THE BRASS BEETLE | FOOD REVIEW
11 Whitchurch Road, Cardiff. 029 2062 3956 / www.facebook.com/thebrassbeetle
Food: **** Atmosphere: ****
Ah, the joys of serendipity. Had it not been for a recent visit to craft beer and vinyl shop Pop ‘N’ Hops (for another Buzz feature), I would never have stumbled upon its stylish new near-neighbour. Like Ffwrnes and Dusty Knuckle, the Brass Beetle sets out to treat the Welsh capital to creative, hand-crafted pizzas that are a world away from the unimaginative fare of the major chains.
Everywhere you look on the menu, there are intriguing topping combinations: chorizo sweetened with the addition of hot honey; ham hock paired with Perl Las blue cheese; a superfood smorgasbord of lentils, kale and asparagus to help assuage any feelings of guilt at enjoying the doughy indulgence beneath. Admittedly, there’s also a good-looking margherita, but probably only as a concession to any grumpy purists sat rolling their eyes.
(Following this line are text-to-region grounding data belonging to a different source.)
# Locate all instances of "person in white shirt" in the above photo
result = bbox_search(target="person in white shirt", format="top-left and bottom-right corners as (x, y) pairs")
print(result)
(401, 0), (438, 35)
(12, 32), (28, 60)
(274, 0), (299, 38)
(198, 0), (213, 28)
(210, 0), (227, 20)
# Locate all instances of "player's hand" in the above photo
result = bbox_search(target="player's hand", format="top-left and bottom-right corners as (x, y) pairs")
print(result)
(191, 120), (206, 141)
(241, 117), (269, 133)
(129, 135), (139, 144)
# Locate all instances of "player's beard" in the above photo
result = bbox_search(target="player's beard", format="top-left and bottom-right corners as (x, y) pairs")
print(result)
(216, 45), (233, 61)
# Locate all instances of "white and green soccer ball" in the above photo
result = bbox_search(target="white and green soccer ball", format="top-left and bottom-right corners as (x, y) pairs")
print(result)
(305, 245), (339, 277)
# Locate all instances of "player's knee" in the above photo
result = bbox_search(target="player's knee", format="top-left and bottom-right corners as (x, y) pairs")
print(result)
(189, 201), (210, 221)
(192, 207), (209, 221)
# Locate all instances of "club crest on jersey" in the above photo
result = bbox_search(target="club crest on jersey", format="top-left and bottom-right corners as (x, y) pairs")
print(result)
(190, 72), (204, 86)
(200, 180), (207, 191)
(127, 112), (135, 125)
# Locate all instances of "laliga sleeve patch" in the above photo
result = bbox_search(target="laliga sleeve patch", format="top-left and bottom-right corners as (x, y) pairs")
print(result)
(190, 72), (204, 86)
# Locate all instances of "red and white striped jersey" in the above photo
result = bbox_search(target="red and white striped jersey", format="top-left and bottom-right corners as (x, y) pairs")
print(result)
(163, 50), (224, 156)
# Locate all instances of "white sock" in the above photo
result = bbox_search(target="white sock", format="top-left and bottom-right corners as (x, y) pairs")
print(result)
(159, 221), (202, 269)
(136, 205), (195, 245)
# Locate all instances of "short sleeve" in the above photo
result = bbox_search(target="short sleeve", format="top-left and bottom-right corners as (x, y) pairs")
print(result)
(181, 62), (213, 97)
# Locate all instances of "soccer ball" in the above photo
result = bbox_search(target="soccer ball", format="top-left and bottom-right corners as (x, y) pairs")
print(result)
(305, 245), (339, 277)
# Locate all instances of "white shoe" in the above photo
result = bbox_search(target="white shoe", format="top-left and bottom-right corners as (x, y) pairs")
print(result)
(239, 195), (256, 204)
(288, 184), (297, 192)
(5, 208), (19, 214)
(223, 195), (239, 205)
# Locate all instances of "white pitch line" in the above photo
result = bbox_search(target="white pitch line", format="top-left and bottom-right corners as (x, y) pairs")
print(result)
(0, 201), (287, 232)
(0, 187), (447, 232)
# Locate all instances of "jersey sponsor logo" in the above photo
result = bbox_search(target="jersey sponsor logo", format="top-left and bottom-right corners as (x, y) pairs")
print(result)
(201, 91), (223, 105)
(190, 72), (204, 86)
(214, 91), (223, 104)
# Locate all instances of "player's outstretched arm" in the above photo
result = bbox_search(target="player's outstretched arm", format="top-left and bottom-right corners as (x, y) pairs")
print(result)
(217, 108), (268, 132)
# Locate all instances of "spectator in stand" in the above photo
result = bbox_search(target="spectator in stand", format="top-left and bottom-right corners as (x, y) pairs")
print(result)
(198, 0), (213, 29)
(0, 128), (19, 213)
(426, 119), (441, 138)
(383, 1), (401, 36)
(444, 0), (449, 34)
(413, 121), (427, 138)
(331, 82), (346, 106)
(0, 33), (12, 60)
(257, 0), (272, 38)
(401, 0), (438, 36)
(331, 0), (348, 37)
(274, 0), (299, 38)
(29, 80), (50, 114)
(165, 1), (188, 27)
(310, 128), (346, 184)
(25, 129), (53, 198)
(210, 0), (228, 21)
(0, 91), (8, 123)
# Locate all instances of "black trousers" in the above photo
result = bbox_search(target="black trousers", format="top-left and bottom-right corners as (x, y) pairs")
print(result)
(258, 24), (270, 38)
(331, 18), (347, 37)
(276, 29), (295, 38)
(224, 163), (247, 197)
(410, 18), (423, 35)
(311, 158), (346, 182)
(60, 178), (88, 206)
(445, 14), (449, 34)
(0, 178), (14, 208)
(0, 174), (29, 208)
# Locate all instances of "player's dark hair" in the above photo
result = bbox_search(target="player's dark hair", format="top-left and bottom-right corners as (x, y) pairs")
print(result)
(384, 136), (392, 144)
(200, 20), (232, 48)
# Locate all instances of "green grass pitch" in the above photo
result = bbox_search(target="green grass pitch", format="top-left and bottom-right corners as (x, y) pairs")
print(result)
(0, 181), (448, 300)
Seized by the spirit of adventure, we opt for one pizza with cockles, pancetta, lava bread and samphire – the delicate saltiness of each ingredient complementing the overall flavour – and another with a delicious mixture of caramelised leeks, roasted cauliflower and Emmental cheese. Vegan and gluten-free versions of every pizza are available, we note approvingly.
As for the sides – which are very reasonably priced, much like the pizzas – the house rocket salad adheres to the fundamental principle that anything can be instantly improved with the addition of chorizo, while the halloumi fries, arranged like an edible game of Jenga, are sensational. The accompanying jalapeno dip is perfection, as is the red pepper concoction among the ever-changing selection of additional dips, ideal for dunking stray bits of crust.
Gripes are few and far between. I’m not normally one to complain about alcohol content or value for money, but my mint and blackberry mojito packs perhaps a bit too much punch (though it does mellow, with the fresh fruity flavour coming through further down the glass). And the fact that the pizzas are served on branded greaseproof paper that slip-slides across the plate and diners are armed with only blunt knives makes carving them up something of a challenge.
But that latter frustration is only minor – and, of course, our impatience is merely a reflection of just how tasty the food is.